Pissen

Pissen

Helemaal vooraan tegen het podium sta ik. Op armlengte afstand zingt Patti Smith, mijn rockheldin sinds m’n tienerjaren. Op haar 73ste nog even onconventioneel als op haar allereerste single Piss factory.
Schijt heeft Patti Smith nog altijd aan iedereen. Zo verraadt niet alleen haar luie, zeg maar gerust brutale, stem. Maar ook de van goede vriendin Ann Demeulemeester gekregen edelpunkoutfit. Die – zo weet ik van Patti’s Instagram-account – op tournee gewoon in de wasbak van de hotelkamer in een sopje gaat.
De ‘Godin van de punk’ blijkt in haar eigenzinnige en hyperpersoonlijke Instagram-posts trouwens allesbehalve schijt te hebben aan de wereld. Integendeel, ze is betrokken en geëngageerd. En schopt onverminderd met haar designerkistjes tegen de schenen van corrupte mogendheden.
Maar nu lacht Patti verlegen, met dat scheve gebit en die rafelige grijze vlechten, als een klein meisje dat voor het eerst tussen de schuifdeuren optreedt.
Het publiek is betoverd. Of ze nu een gedicht voorleest, net nog op de hotelkamer in haar zwarte boekje opgekrabbeld, of haar fans er met opgeheven vinger aan herinnert dat People have the power.
Dan ineens moet Patti naar de wc. Heel nodig. En ze heeft er schijt aan. Ze gáát gewoon, zaal en band in geamuseerde verwondering achterlatend.
Terug op het podium zet ze Pissing in a river in.

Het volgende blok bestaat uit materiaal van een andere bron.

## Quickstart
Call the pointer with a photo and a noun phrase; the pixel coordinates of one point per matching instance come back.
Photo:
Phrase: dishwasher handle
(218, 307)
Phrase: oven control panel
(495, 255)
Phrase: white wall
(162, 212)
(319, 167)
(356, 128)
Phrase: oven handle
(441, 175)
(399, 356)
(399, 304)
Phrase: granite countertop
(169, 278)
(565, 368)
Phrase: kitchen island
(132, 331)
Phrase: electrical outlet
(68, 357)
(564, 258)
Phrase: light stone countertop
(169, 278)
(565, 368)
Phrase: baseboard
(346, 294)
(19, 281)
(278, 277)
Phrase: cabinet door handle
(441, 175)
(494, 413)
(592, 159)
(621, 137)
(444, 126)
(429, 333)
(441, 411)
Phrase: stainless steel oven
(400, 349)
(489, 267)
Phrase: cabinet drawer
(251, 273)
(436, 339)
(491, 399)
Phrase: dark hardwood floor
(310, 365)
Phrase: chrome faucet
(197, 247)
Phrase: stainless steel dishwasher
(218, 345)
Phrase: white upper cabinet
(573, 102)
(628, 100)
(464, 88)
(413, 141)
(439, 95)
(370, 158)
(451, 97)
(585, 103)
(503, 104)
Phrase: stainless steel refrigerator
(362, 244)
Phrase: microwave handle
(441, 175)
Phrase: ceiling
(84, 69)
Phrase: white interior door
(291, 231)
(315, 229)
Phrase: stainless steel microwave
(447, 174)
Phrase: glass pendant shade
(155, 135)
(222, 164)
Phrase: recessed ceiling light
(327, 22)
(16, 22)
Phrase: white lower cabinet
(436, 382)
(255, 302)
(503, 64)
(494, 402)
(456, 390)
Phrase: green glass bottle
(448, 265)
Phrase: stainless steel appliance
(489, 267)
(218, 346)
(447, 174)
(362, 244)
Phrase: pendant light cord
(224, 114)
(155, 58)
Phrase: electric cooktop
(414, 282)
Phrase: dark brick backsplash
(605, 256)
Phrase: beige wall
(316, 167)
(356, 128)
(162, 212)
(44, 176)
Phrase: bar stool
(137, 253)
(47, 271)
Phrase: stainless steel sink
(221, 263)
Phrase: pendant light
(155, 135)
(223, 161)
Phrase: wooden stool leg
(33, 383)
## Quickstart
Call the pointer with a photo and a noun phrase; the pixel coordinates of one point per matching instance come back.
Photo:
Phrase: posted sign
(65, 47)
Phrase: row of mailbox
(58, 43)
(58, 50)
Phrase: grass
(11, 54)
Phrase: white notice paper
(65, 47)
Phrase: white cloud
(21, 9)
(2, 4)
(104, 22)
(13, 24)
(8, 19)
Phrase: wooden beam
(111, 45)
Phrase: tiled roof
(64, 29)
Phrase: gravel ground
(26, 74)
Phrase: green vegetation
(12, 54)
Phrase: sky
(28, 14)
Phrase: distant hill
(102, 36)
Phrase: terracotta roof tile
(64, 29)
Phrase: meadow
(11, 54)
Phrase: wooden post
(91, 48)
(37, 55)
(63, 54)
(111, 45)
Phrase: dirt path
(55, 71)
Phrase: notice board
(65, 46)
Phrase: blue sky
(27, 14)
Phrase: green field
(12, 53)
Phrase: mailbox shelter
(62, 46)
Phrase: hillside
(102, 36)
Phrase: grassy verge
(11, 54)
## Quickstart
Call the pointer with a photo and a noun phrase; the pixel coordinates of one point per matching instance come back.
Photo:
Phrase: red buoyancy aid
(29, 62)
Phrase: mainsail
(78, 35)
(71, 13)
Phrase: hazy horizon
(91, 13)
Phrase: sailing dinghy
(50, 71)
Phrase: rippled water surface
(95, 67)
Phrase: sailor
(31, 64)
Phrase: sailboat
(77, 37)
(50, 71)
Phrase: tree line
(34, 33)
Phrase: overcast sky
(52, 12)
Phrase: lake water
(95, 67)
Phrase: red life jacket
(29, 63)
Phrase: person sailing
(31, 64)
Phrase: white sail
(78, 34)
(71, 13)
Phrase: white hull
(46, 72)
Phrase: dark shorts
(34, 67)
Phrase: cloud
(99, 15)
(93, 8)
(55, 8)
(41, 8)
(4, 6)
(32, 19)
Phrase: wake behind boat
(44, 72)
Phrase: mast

Tekst & beeld: © Marjan Ippel, 2020

‘Hi’

‘Hi’

‘Hi, hoe is het met je?’
Ik trek alle laatjes in m’n hersenen open, maar nergens informatie over degene die mij zo enthousiast tegemoet komt lopen.
Daar geeft ze me al een ferme hand, begeleid door een brede glimlach.
‘Goed’, antwoord ik onzeker. ‘En met jou?’
‘Iets beter gelukkig.’
Ik graaf en graaf: niks. En ik moet nu toch echt reageren op deze informatie. Verder dan een echoënd ‘gelukkig’ kom ik niet. Wie is dit in Godsnaam?
‘We zijn er nog steeds niet helemaal, maar ja, het was ook niet niks wat er allemaal gebeurd is.’
“We”, zegt ze. Er is sprake van een “we”. En het andere deel van die “we” moet ik óók kennen. Bovendien is het niet niks wat er is gebeurd. Hoe kan het dat ik dat kwijt ben?
‘Wanneer zagen wij elkaar nu voor het laatst?’ vis ik, in de hoop op een aanwijzing. Want ook de gelegenheid, een boeklancering in Scheltema, biedt geen aanknopingspunt.
‘Vlak voordat het gebeurde.’
‘Help!’, denk ik. Maar ik zeg: ‘Ach ja…’ Ik kijk er zo meelevend mogelijk bij.
Zij, plotse straffe blik: ‘Je hebt geen idee, hè?’
Mijn paniek moet zo zichtbaar zijn, en anders mijn karmozijn gekleurde wangen wel, dat ontsnappen niet meer mogelijk is.
‘Sorry.’
Dan verschiet ze zelf: ‘Jij bent toch Irene?’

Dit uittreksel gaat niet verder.